If Interest Rates Are Sure To Rise, Should We Get Out Of Bonds To Avoid Devaluation? Not necessarily, because if rates rise, a diversified bond portfolio could still perform better than cash or short-term bonds. Rising rates devalue bonds, but rates do not always rise for all bonds. The chart below shows how money market rates rose from less than 1% to over 4% between December 2003 and December 2005, and yet long-term rates actually fell. The steepness of the current yield curve reflects the expectation of increasing rates, but the increase could flatten the curve rather than result in higher yields at all maturities.

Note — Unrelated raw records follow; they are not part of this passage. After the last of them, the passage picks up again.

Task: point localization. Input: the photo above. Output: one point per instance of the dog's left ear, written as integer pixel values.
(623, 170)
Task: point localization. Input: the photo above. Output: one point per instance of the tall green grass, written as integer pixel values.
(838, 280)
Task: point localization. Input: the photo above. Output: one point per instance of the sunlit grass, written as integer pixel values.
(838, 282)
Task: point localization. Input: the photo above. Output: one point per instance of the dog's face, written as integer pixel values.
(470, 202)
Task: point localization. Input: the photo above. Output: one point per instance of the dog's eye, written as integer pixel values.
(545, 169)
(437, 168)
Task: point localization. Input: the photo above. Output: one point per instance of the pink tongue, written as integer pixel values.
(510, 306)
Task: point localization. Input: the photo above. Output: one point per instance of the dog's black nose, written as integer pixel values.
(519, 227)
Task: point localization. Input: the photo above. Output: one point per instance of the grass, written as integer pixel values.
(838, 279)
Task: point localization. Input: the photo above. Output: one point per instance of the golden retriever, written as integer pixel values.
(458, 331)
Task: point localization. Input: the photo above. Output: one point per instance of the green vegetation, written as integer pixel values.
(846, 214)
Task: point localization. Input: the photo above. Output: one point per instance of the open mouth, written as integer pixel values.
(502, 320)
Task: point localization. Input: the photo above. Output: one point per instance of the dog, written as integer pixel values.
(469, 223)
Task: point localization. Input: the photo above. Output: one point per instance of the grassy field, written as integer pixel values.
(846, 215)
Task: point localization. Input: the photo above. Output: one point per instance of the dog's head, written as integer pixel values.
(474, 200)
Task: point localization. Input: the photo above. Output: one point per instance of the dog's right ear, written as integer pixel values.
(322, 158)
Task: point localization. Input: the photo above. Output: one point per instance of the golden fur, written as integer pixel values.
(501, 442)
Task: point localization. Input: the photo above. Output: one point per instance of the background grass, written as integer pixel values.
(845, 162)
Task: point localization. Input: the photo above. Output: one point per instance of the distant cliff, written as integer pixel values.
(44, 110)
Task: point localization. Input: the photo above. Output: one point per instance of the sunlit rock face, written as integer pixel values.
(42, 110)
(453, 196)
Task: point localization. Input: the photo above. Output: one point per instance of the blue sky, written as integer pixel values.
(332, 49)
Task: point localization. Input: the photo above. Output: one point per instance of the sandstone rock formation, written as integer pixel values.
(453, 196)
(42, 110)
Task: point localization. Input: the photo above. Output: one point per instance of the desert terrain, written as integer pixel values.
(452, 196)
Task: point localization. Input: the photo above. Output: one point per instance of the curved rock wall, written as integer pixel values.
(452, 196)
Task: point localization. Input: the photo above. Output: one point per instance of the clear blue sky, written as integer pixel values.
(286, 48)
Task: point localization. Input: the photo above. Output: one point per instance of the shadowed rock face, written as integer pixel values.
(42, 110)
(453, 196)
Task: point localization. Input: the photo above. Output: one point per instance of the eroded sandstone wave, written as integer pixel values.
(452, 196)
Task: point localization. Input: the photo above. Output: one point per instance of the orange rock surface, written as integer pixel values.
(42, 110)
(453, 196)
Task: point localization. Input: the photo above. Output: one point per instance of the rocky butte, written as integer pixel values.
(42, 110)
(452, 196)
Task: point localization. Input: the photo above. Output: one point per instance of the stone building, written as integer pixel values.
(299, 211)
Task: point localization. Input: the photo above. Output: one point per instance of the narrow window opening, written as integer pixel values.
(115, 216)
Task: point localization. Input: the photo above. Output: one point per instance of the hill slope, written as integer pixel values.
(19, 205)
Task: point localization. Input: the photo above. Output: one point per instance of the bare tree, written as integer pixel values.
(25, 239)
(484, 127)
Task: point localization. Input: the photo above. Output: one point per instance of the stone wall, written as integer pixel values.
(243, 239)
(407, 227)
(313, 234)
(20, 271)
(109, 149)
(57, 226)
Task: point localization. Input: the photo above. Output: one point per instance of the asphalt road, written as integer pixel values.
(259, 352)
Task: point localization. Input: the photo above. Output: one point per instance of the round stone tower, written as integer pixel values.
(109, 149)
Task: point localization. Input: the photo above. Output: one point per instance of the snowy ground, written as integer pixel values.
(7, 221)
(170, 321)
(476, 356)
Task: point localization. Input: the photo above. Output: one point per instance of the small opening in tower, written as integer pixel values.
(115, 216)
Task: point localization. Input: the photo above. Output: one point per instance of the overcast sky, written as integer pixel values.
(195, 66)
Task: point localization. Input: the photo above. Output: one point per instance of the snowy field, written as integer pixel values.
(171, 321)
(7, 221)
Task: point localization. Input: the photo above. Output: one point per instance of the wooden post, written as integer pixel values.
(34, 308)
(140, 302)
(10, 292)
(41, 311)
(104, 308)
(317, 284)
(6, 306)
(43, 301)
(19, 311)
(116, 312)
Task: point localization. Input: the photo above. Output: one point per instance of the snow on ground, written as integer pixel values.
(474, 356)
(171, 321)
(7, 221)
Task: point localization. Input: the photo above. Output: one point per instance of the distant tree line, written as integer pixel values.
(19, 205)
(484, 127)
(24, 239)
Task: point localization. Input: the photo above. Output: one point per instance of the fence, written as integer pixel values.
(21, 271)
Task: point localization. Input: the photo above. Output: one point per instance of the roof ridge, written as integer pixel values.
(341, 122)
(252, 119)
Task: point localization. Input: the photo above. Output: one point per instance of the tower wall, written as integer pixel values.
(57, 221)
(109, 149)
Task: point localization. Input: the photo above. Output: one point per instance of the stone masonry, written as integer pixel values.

It is also worth noting that bond returns were positive in 2004 and 2005. As rising rates were devaluing bonds, interest income was sufficient to keep total returns positive.
But What If Inflation Takes Off Like It Did In The 1970s And Rates Skyrocket? Then it might make sense to look toward TIPS (Treasury Inflation Protected Securities) as a source of positive returns. The principal value of TIPS, which is paid at maturity, grows at the rate of inflation. However, this insurance against inflation is not free. If inflation turns out lower than projected, TIPS will underperform normal Treasury bonds.
In summary, bonds provide diversification and TIPS diversify the bond portfolio and provide protection from unexpected inflation. Diversification has been described as, “always owning something that you wish you didn’t own.” In 2008 we were glad to own some bonds. Over the past twelve months it would have been nice to own only stocks. Bond diversification helps to stabilize returns, and in the long run, that is a good thing.